Hi Ary,

I think this is the issue. I'm not saying that D in itself is lacking anything. 
I think it is important to put an end to changing D (D2).

What I'm concerned about is that many projects stall. Including a project I 
started, which is now completely incompatible with D2.

What I want to say is that before we miss our chance, we need to get D2 going.

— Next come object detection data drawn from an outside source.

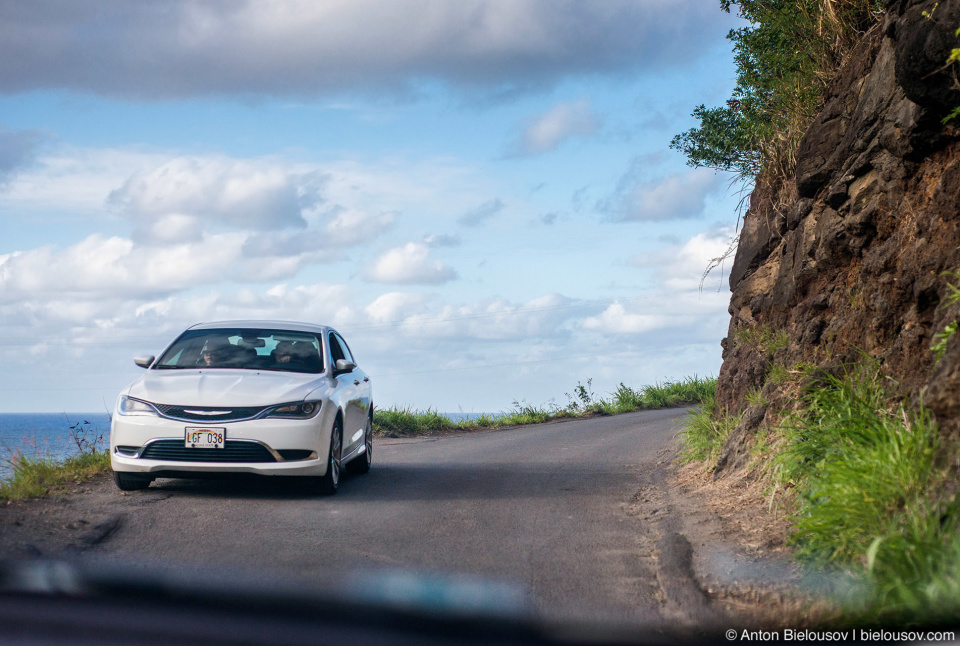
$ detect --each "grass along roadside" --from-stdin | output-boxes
[373,375,717,437]
[0,451,110,502]
[681,362,960,625]
[0,422,110,503]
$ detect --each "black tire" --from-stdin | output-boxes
[350,411,373,474]
[113,471,153,491]
[318,417,343,496]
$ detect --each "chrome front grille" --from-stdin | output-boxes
[154,404,267,422]
[140,440,277,462]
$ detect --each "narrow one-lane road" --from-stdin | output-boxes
[0,409,685,624]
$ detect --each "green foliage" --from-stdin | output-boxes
[778,365,960,622]
[930,321,957,361]
[373,375,717,437]
[930,269,960,363]
[767,363,791,386]
[670,104,760,178]
[0,421,110,501]
[678,395,740,463]
[744,388,770,406]
[0,451,110,501]
[670,0,879,179]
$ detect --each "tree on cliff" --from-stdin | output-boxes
[670,0,880,180]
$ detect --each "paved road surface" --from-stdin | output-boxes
[16,409,685,623]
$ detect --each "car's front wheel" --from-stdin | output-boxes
[319,417,343,496]
[113,471,153,491]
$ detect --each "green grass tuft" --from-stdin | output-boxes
[0,450,110,501]
[779,364,960,622]
[373,375,717,437]
[678,395,740,464]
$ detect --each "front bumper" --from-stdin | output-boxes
[110,411,330,476]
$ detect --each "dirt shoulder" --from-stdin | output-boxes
[627,442,823,628]
[0,474,163,560]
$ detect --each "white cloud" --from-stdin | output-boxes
[597,163,723,222]
[628,227,736,290]
[583,303,672,334]
[107,157,323,238]
[0,126,48,187]
[0,0,733,98]
[508,99,600,155]
[366,242,457,285]
[0,234,245,302]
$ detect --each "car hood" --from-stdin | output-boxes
[127,370,323,406]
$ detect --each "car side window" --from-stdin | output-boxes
[330,332,346,366]
[333,332,357,365]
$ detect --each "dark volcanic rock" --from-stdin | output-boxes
[717,0,960,471]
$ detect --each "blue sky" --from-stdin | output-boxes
[0,0,741,412]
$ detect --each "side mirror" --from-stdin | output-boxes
[133,354,156,368]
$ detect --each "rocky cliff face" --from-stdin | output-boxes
[717,0,960,471]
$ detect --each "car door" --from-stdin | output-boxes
[334,332,373,436]
[330,332,366,455]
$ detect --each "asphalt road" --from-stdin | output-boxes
[16,409,685,624]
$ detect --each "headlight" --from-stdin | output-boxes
[262,402,320,419]
[117,395,160,415]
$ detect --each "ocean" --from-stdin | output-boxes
[0,413,480,479]
[0,413,110,479]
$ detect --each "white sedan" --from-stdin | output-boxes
[110,321,373,494]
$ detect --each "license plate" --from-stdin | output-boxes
[185,426,227,449]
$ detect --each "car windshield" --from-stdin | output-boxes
[156,328,323,373]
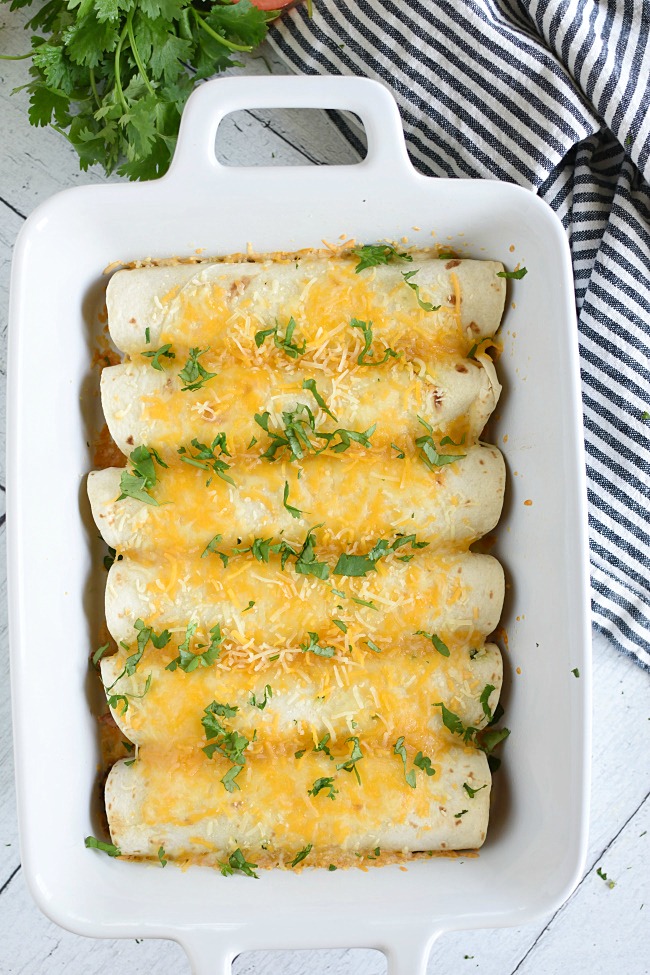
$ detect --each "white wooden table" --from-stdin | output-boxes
[0,11,650,975]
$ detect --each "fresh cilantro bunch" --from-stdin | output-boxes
[2,0,278,180]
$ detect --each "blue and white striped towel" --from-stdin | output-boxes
[271,0,650,669]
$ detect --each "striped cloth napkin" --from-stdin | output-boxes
[271,0,650,669]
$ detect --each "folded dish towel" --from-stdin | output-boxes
[271,0,650,669]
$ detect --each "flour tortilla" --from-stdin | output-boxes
[106,547,504,649]
[106,258,506,355]
[101,634,503,750]
[101,356,501,463]
[88,445,505,555]
[105,745,491,866]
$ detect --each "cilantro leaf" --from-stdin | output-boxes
[248,684,273,711]
[117,444,167,507]
[219,852,259,880]
[140,342,176,372]
[307,776,339,799]
[415,416,467,471]
[415,630,448,656]
[290,843,312,867]
[350,318,402,366]
[84,836,122,857]
[393,735,417,789]
[479,684,494,721]
[336,735,363,785]
[300,631,336,657]
[352,244,413,274]
[201,534,230,569]
[497,267,528,281]
[165,623,224,674]
[178,348,216,392]
[302,379,336,422]
[402,270,440,311]
[463,782,487,799]
[253,318,307,359]
[282,481,302,518]
[178,432,235,486]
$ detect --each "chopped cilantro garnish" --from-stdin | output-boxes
[294,525,330,580]
[282,481,302,518]
[248,684,273,711]
[178,346,217,392]
[312,732,334,762]
[393,735,416,789]
[178,433,235,484]
[463,782,487,799]
[104,545,124,572]
[415,416,467,470]
[350,318,402,366]
[393,735,436,789]
[365,640,381,653]
[302,379,336,422]
[336,735,363,785]
[596,867,616,890]
[497,267,528,281]
[117,444,167,507]
[352,244,413,274]
[479,684,494,721]
[300,632,335,657]
[307,776,339,799]
[415,630,449,657]
[219,847,259,880]
[333,535,422,580]
[165,623,224,674]
[433,701,478,744]
[290,843,312,867]
[201,701,250,792]
[140,342,176,372]
[84,836,122,857]
[402,270,440,311]
[201,535,230,569]
[255,316,307,359]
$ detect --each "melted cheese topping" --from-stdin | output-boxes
[89,248,504,863]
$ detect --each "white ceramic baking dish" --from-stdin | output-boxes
[8,77,590,975]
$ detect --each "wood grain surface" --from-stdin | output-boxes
[0,5,650,975]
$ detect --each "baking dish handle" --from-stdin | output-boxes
[181,925,442,975]
[165,75,412,185]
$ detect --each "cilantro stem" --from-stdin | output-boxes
[127,9,156,95]
[192,7,253,51]
[115,23,129,113]
[88,68,102,108]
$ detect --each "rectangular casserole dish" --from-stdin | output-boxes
[9,77,590,975]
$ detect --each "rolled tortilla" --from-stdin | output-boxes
[106,258,506,360]
[105,737,491,866]
[106,547,504,652]
[101,640,503,750]
[88,444,505,554]
[101,356,501,462]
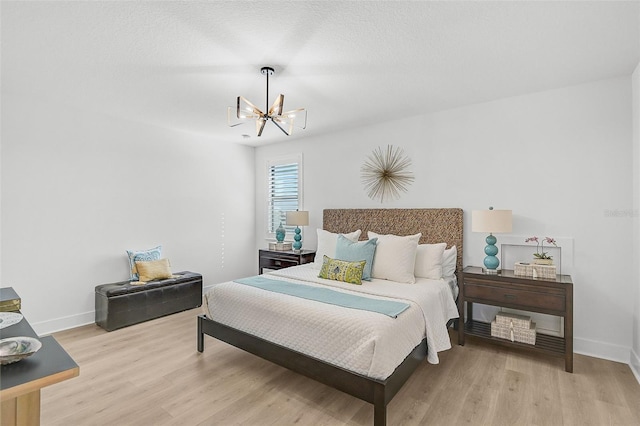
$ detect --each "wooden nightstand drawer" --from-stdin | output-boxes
[258,250,316,274]
[464,283,565,312]
[260,257,300,269]
[458,266,573,373]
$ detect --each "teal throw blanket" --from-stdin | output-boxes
[235,275,409,318]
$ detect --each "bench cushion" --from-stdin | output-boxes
[95,271,202,331]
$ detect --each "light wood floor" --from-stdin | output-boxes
[41,309,640,426]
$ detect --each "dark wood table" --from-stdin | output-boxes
[258,250,316,274]
[458,266,573,373]
[0,312,80,426]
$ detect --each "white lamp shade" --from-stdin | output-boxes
[471,210,512,234]
[287,211,309,226]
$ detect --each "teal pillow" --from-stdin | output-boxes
[336,235,378,281]
[318,255,366,284]
[127,246,162,281]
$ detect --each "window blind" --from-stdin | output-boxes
[267,162,300,233]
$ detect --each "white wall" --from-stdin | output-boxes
[256,77,636,363]
[0,92,257,334]
[631,64,640,382]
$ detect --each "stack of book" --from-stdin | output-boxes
[491,312,536,345]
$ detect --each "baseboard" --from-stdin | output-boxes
[29,311,96,336]
[629,349,640,383]
[29,285,218,336]
[573,337,631,364]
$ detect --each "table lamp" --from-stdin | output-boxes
[287,210,309,253]
[471,207,511,274]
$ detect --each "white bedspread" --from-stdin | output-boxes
[205,264,458,379]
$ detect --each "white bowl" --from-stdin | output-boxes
[0,336,42,365]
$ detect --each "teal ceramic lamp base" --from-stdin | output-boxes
[484,234,500,274]
[293,226,302,251]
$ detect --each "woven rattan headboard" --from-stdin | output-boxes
[322,209,463,271]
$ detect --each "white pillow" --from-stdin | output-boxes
[367,231,422,284]
[442,246,458,277]
[414,243,447,280]
[313,229,362,269]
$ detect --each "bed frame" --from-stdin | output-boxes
[198,208,463,426]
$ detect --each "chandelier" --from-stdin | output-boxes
[227,67,307,136]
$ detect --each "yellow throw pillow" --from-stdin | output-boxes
[318,254,367,285]
[136,259,171,282]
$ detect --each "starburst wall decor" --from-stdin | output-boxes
[360,145,414,203]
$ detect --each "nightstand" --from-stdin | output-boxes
[458,266,573,373]
[258,250,316,274]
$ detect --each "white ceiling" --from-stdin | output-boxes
[0,1,640,145]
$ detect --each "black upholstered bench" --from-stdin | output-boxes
[96,272,202,331]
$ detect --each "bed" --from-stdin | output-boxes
[197,208,463,426]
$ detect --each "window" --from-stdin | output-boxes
[267,154,302,238]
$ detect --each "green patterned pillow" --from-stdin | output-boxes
[318,255,367,284]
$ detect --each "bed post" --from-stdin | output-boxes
[198,315,204,352]
[373,385,387,426]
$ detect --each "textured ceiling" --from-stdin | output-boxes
[0,1,640,145]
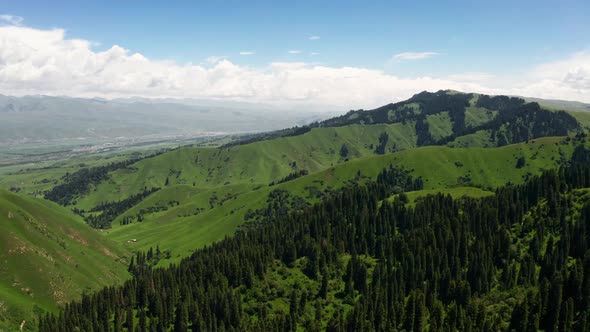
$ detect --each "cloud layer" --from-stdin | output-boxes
[393,52,438,60]
[0,25,590,109]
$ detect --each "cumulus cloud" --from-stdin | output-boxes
[393,52,439,60]
[206,55,228,64]
[0,25,590,109]
[0,14,23,25]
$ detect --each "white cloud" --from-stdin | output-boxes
[393,52,439,60]
[205,55,228,64]
[0,25,590,109]
[0,14,23,25]
[447,72,496,82]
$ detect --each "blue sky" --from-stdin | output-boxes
[0,0,590,106]
[0,0,590,75]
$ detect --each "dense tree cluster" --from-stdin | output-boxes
[375,132,389,154]
[219,90,581,153]
[268,169,309,187]
[39,150,590,331]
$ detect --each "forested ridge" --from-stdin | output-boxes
[39,145,590,331]
[226,90,581,148]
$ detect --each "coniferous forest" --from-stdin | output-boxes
[39,145,590,331]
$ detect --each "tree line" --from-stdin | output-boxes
[39,147,590,331]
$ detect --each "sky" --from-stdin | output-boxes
[0,0,590,109]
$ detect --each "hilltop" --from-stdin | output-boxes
[0,190,129,331]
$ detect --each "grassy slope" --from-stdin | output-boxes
[0,191,128,331]
[105,138,573,263]
[78,124,416,209]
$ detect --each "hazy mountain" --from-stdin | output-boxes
[0,95,334,144]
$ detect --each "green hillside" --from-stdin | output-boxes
[39,151,590,331]
[98,137,575,264]
[0,190,129,331]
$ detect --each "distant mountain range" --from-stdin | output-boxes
[0,95,335,145]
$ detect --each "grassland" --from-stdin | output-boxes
[99,137,574,264]
[0,190,129,331]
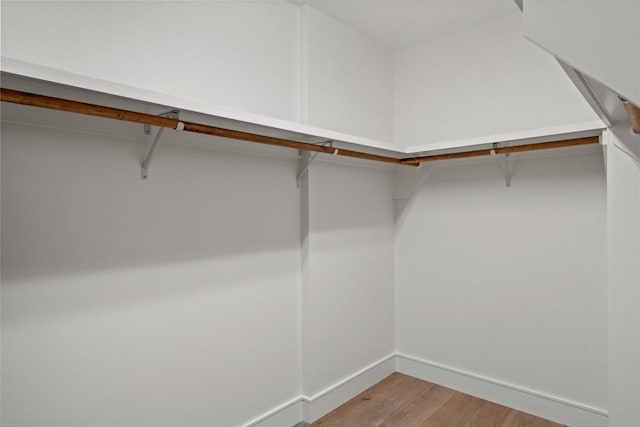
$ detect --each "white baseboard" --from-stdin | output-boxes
[244,397,302,427]
[245,354,396,427]
[302,354,396,423]
[396,354,609,427]
[245,354,608,427]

I'm rightfully concerned about two main libraries (Phobos and Tango). It's next 
to being impractical, also very confusing. If I want to develop anything new, I 
want to know what I should and shouldn't use. So that others are able to use 
what I develop in a sensible way.

I know I'm repeating a discussion that many others already tried to discuss. 
And I doubt that I'm on my own in this.

I'm not saying that I don't want to do anything. I do want to do. But I also 
want it to be meaningful.

So, my first question would be: What is going to be the main-purpose library 
for D2? Phobos or Tango. With that answered I'm willing to port things over and 
help development. Without that, knowing that half of the users can't use half 
of the tools/libraries, I don't see much purpose in doing this. Since it is not 
realistic, and I can put effort in things that are more worthwhile.

Ary Borenszweig Wrote:

> Sjoerd van Leent escribió:
> > Lately, I've been tuning in to the development of D again. But what I see 
> > is rather disturbing.
> > 
> > There is a new continuation of the old D, in the newer D2. Personally, I 
> > think this is good, as long as there will be a defined end to D2. What 
> > disturbs me more, is that there appears to be no coherent development.
> > 
> > There are all nice ideas, but it appears that one project dies after the 
> > other.
> > 
> > I see a number of problems, which keep D from growing up.
> > 
> > There appears to be a lack of understanding about whom are going to use the 
> > language. D is targeted at the niche of C and C++. Next to D, there are 
> > .NET and Java. These are all competitors. Other popular languages, such as 
> > Python and Ruby, though being non-system languages, have their share as 
> > well. As I look at it, I come to some essential conclusions:
> > 
> > All of these environments have a stable language, and on top of that, ONE 
> > single main library. With C++ this is STL/IOStream, with .NET and Java it's 
> > their respective libraries. Similar for Python and Ruby. With D however, 
> > there are at least 2 main libraries (Phobos and Tango), whereof Tango 
> > doesn't support D2. It is unacceptable for the target audience to find this 
> > situation. Tools can't interoperate, libraries can't interoperate, etc.
> > 
> > There are a lot of ideas for nice tools. But the essential base is missing. 
> > For large projects there is the need for a decent IDE and the need for 
> > dynamic linking. Although attempts are made, it all appears to stall. There 
> > is barely any usable main-purpose library.
> > 
> > As D2 will be finished hopefully not to long from now, especially the 
> > specification, I would really request to start thinking about how to 
> > continue. D is a nice language, with great opportunity. But without 
> > management, even when it is nice, it will fail.
> > 
> > I would like to ask everyone interested in getting D up and running for 
> > main-stream purposes, to sit together and think about solutions.
> > 
> > Anyway, I hope I'm not putting too much poison into the newsgroup, but I 
> > really needed to say this.
> 
> Lately a lot of people are complaining about "D lacks this", "D lacks that".
> 
> I can only speak for the IDE part of your post: I'm working on it, and 
> I'm almost alone.
> 
> So if you want to do something for D, get your hands dirty.